South African human rights activist

Bulelani Mfaco is a South African asylum seeker and activist in Ireland, and former spokesperson for the Movement of Asylum Seekers in Ireland. In December 2024, the group announced that Mfaco had accepted and commenced with full-time employment elsewhere and he would not be serving as the group’s spokesperson. He had been in this role for 7 years voluntarily.

==Career==
While in South Africa, Mfaco was involved in protests calling for better housing, access to land with Abahlali baseMjondolo, healthcare and for improved policing. He was an active member of the Khayelitsha health forum and was branch secretary for the Democratic Alliance.

Having applied for asylum in Ireland in 2017, Mfaco was placed in direct provision centres, first in Dublin, later in County Clare and County Limerick. Based on his experiences within this system, he joined the Movement of Asylum Seekers in Ireland (MASI) and now acts as their spokesperson. He has spoken out about the issues faced by members of the LGBT community within direct provision, as well as the sub-standard living conditions in many centres across Ireland, describing them as "ghettos in every sense of the word". He has described how victims of sexual assault are particularly vulnerable within direct provision, and that the way in which people are housed can leave people open to further attacks, particularly those in the LGBT community. He has written reports and documented life within the system, strongly advocating for it to be abolished. Despite holding a permit to work, Mfaco has only worked one hour of paid work since 2018, he says Irish employers not understanding the permit given to asylum seekers. In 2019, Mfaco successfully appealed to the Press Council of Ireland in upholding a complaint against The Irish Times for their publication of a racial slur.
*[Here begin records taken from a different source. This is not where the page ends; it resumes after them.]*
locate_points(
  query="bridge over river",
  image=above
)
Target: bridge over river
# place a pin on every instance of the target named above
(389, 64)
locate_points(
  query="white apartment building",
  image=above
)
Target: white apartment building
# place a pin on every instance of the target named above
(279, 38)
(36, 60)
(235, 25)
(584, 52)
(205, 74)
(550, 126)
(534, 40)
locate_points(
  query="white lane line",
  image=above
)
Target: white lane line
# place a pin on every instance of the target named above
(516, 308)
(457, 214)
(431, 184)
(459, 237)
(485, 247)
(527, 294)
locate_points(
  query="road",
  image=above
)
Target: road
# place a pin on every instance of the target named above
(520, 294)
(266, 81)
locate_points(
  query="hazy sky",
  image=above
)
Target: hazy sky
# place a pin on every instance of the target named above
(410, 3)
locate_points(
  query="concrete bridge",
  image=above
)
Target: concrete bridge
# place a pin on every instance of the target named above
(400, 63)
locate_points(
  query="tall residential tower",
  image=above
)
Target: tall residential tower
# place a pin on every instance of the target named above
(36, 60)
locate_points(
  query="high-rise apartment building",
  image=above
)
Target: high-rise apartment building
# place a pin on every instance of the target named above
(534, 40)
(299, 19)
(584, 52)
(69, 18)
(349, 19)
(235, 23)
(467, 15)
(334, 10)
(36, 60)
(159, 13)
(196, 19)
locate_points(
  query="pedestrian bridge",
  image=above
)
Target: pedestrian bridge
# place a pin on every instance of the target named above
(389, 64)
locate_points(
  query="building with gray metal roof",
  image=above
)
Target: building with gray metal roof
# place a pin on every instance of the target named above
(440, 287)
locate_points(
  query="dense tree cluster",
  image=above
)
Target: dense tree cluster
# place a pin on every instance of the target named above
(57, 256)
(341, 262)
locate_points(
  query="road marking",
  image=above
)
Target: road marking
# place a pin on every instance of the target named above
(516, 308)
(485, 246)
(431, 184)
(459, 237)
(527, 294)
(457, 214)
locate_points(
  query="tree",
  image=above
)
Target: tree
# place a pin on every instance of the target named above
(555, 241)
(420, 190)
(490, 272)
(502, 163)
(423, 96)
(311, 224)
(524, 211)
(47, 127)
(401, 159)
During the COVID-19 pandemic, Mfaco has spoken out about how living conditions within direct provision centres make social distancing or self-isolation impossible due to over-crowding and shared facilities. Mfaco is MASI's representative in the Expert Group established by Minister Charlie Flanagan and David Stanton to come up with a long term approach to the provision of material supports including accommodation for asylum seekers drawing from international best practice.

==Personal life==
Mfaco grew up in Khayelitsha in Cape Town. He has a degree in politics and public administration from the University of the Western Cape. He was admitted to the University of the Western Cape through the University’s Recognition of Prior Learning as he hadn’t completed secondary school education. On completion of his studies, he applied for a scholarship for a master's degree in University College Dublin and moved to Ireland in 2015. Having experienced homophobia and attacks in South Africa, Mfaco applied for asylum in Ireland in 2017 on his return from South Africa, having completed his master's degree in 2016. At this point, he was moved into a direct provision centre in Balseskin, Finglas, Dublin. He has since lived in centres in County Clare and Knockalisheen, County Limerick. His application for asylum was rejected in July 2019, which he is appealing. He was granted permission to remain in February 2023.